Evvie whispers to me. "Next time we do this upstairs."
I start gathering up the paper cups from the many coffee
and water offerings and bring them into the kitchen. Evvie goes off to
the bathroom.
I think back on that god-awful day when we all faced
Millie's doctor together and heard for the first time what we suspected
anyway. Millie started to tell the doctor how terrified she was of the
possibility of having Alzheimer's. This doctor, who, I suspect, along
with too many others, came down to Florida to suck the money out of the
elderly, didn't even bother to look at her. "What are you worried
about, lady? It takes about ten years for Alzheimer's to kill you.
You'll be dead long before that, anyway."
We were all too shocked to say anything.
Later, I cursed him and hoped
he'd
die horribly
and soon.
I'm pulled out of my reverie. "Come in, come in," says a
high, pleasant voice. "Don't be a stranger." I turn, startled to see
Millie through the kitchen pass-through window, beckoning to someone at
the front door. I turn again and there is a very young Hispanic woman
standing uncertainly on the threshold.
Millie walks to her with ease and graciously reaches out
to shake hands. The princess has returned. The young woman smiles a
wide, gold-toothed, lopsided grin. Millie pulls her into the living
room and whirls her around. Then she proceeds to do a right-on-target
parody of husband and two closest friends. Evvie returns to my side and
we both watch this bizarre scene. Millie has our voices down pat.
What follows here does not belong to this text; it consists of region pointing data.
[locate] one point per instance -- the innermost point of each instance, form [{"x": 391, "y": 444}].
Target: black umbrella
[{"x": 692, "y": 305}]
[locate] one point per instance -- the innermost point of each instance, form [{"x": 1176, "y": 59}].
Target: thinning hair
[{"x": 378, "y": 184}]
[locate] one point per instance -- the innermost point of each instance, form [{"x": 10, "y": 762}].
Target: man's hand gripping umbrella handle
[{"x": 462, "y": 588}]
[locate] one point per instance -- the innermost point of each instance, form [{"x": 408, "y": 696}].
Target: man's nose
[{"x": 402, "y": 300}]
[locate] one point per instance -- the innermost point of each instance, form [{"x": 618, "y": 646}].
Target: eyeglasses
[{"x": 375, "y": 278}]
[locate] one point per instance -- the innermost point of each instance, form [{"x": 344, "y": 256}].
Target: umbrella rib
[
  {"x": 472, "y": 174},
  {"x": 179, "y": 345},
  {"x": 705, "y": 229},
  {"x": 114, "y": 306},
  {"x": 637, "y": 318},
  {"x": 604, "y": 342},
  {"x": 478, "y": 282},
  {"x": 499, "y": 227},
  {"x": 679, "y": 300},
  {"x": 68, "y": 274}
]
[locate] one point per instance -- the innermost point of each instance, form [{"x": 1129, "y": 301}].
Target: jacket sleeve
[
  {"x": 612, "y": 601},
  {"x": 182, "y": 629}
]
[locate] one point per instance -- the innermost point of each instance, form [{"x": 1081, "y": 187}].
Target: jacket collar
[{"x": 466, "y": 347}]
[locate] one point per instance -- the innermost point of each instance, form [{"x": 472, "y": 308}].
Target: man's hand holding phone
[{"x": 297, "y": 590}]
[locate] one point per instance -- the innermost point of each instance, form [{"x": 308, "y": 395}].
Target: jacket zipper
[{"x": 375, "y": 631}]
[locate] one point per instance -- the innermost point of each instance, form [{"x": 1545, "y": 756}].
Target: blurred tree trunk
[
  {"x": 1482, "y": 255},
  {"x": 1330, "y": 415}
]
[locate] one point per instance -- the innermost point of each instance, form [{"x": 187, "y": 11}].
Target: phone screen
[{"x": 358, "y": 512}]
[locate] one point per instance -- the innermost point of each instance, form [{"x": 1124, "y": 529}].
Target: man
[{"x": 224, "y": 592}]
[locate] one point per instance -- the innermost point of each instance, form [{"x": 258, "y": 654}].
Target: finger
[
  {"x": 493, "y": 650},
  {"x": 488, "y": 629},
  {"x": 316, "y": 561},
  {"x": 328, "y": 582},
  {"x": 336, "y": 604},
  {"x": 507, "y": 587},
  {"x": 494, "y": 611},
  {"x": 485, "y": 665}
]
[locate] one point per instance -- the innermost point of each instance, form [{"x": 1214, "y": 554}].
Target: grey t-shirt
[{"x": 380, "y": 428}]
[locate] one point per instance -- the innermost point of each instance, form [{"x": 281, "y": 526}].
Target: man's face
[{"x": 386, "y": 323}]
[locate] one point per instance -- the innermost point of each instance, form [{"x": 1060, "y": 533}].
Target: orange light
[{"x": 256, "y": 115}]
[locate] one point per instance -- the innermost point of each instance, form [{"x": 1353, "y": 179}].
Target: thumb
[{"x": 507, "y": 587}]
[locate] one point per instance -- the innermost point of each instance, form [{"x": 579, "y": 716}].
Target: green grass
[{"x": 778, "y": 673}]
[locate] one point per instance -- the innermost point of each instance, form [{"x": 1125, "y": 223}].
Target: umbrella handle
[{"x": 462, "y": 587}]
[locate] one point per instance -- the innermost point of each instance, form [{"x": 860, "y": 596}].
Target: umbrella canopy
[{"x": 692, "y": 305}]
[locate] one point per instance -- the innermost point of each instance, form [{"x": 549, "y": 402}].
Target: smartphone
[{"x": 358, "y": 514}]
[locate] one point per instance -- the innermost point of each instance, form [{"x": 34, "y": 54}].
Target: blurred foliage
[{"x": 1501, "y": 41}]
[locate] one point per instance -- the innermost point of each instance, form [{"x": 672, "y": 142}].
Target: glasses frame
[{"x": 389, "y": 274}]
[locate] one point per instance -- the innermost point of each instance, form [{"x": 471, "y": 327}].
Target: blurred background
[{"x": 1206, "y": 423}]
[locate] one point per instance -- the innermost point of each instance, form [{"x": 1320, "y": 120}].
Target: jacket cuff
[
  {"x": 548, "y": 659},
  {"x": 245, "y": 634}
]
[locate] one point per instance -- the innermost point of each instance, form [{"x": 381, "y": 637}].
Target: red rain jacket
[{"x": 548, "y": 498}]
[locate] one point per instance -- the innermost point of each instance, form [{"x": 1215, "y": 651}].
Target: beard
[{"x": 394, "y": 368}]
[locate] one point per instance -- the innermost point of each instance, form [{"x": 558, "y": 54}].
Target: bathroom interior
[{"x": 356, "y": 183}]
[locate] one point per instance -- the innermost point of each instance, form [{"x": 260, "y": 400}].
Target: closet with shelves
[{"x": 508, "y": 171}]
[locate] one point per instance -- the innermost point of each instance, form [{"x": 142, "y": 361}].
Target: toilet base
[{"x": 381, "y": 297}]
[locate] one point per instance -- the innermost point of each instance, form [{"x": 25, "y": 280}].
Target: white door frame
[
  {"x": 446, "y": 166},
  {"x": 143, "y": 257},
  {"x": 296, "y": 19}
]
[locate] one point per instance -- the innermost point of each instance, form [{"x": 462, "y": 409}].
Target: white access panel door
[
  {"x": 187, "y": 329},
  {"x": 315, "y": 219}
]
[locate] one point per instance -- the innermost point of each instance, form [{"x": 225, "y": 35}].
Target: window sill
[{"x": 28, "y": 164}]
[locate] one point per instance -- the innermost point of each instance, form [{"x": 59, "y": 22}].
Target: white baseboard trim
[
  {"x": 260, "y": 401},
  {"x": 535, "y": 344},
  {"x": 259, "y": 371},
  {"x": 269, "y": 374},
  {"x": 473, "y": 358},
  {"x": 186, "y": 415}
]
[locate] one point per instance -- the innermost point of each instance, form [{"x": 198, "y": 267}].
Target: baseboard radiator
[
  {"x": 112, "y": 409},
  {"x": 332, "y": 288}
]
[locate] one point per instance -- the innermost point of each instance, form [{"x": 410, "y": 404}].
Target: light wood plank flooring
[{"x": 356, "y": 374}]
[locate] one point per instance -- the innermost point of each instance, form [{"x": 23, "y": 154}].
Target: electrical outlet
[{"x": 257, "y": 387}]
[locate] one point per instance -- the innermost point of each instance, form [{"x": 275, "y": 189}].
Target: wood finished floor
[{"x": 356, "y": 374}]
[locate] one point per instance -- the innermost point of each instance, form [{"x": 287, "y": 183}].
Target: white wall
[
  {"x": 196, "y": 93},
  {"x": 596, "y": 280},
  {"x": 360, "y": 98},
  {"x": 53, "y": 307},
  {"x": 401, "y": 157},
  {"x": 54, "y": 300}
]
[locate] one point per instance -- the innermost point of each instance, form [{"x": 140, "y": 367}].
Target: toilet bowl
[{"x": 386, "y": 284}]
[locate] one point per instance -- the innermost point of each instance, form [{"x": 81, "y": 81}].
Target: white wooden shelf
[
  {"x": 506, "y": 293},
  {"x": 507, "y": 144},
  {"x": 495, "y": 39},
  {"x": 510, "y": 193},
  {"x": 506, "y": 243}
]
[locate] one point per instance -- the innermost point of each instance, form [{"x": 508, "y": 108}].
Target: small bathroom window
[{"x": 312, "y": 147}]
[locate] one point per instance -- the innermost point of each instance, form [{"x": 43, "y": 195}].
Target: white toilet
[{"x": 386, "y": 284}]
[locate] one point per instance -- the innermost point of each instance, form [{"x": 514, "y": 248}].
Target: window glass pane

"And my dear, do you have experience? No, never mind, I
don't care about that. The important thing is can you dance?"
The woman, by now introduced as Yolanda Diaz, is
enchanted by Millie and says, pretending insult,
"Que mujer
de Guadalajara
no
puede bailer?"
"La rumba?
Cha-cha? Lambada? Tango?" asks this
expert of the salsa scene.
"Naturalmente,"
says Yolanda.
"Perfecto,"
says Millie, who has never before
uttered a word in Spanish. With that, she drags Yolanda by the hand
over to the ancient hi-fi, which hasn't been used since Millie took
sick years ago. She tosses records every which way until she comes up
with an old Perez Prado album. Millie pulls it out of its
sleeve, dusts it off by blowing on it and unerringly manages to get it
onto the record player.
Evvie and I are beyond dumbfounded.
And then, there they are, the usually catatonic
eighty-year-old woman doing a mean rumba with this very young, puzzled,
yet willing applicant, to "Cherry Pink and Apple Blossom White."
Irving comes out of the bedroom in his stocking feet,
rubbing the sleep from his eyes. "What's this racket?" he asks.
"Irv, come meet Yolanda," Evvie says, smiling. "We just
hired her." With that, Millie collapses to the floor and falls asleep.